The first photovoltaic cell, more commonly known as a "solar cell," was engineered in 1883. Despite being 150 years old, solar cell technology is still in a very young stage of its development, far behind most other forms of energy production.

"Solar cells have existed in some form or other for more than a hundred years now," MechSE assistant professor Elif Ertekin said. "But they still haven’t been optimized; their performance is still not as good as it could be. So we’re trying to determine what we have to do at the materials level to manufacture devices that are better at converting sunlight to electricity."

Ertekin's research is in computational modeling and materials design, with interests that include thermoelectrics and photocatalysts as well as photovoltaics. Although her work is entirely computational, she works closely with the experimentalists who synthesize the materials and measure their properties.

"It’s a pretty exciting time for computational work," Ertekin said. "Systems that our group can model on a computer can now be grown almost exactly—down to the atomic scale—in a laboratory."

With the average efficiency of a conventional solar cell, it takes one to two years to generate the same amount of energy needed to make the silicon the cell is made of. In order to compete with other forms of energy production, the efficiency needs to be increased significantly. One potential way to do this is to "hyperdope" the silicon with impurities.
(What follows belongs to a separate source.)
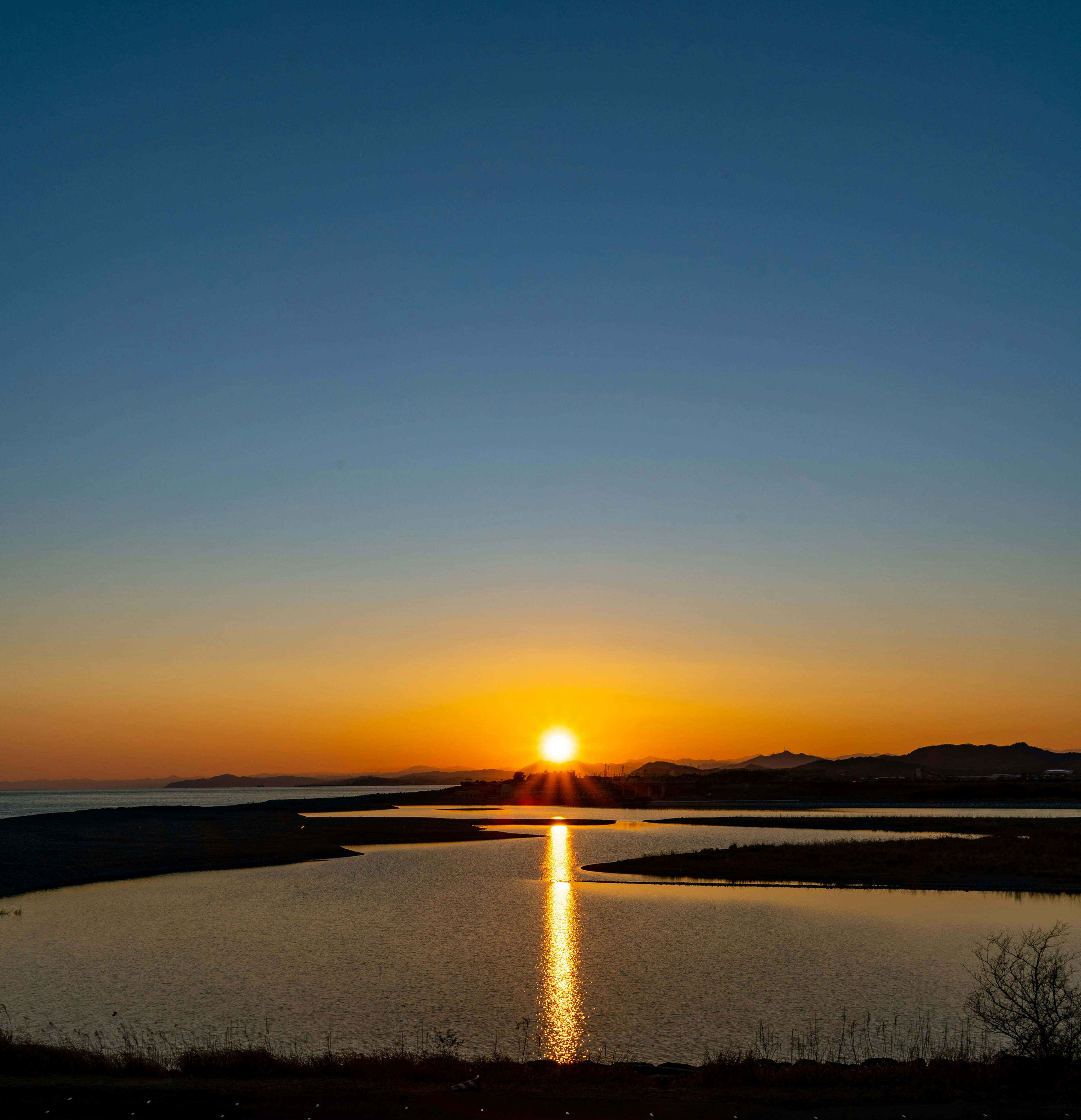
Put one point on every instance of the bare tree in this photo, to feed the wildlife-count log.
(1026, 991)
Hyperdoping is giving the silicon impurities at concentrations several orders of magnitude higher than the solid solubility limit. This process creates what is called “black silicon,” a material Ertekin and her group are studying that would be capable of absorbing sunlight in the low-energy portion of the solar spectrum, and is a good model system to explore how to make silicon a better absorber of sunlight.

There are also other factors to consider, such as manufacturing costs. In order to augment the efficiency and decrease the costs, Ertekin and her group are looking at alternatives to the bulk silicon that most modern solar cells use as the active layer.
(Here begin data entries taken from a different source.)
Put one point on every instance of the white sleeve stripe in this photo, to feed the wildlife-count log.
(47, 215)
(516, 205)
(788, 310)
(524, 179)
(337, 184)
"We want a low-cost material that is still good at converting sunlight to electricity even when it's been manufactured at low temperatures, even if it's not electronic-grade pure," Ertekin said. "So the key is to figure out what it takes for a material to be defect-tolerant."

Researchers around the world have taken interest in thin-film semiconducting materials, creating what are known as "thin film solar cells." The amount of material required to make these cells is significantly less than that of bulk silicon solar cells, although their efficiencies still lag behind silicon by several percentage points. The two most popular thin film materials are cadmium telluride (CdTE) and copper indium gallium selenide (CIGS). CdTE is currently the most cost-effective, while CIGS has the highest efficiency of the thin-film materials. Ertekin and her group are focusing on another thin-film material: copper zinc tin sulfide (CZTS). Because it is made from earth-abundant elements, CZTS offers a significant advantage over many thin-film candidates; the raw material for CZTS is about five times cheaper than that of CIGS.

Most importantly, efficiencies with CZTS are already up to about 12%. The best semiconductor solar cells are about 27-29% efficient out of a laboratory, and 21-23% efficient off of a manufacturing line or industrial process. Thin film modules can range from 10% to a little under 20%. Compared to these efficiencies, 12% for a CZTS cell doesn’t seem entirely impressive—but considering the age of the technology relative to that of other solar cell materials, it’s actually quite surprising.

"It’s a very early-stage material," Ertekin said. "The research community has only been working on CZTS for a handful of years. The fact that it’s as high as 12% so early in the game makes you think there’s still a lot of room for improvement in this particular material.

"And I think that as photovoltaic technology continues to improve, as it gets more convenient and more reliable, we’ll see more and more adoption here in this country. It’s an exciting time for the field right now."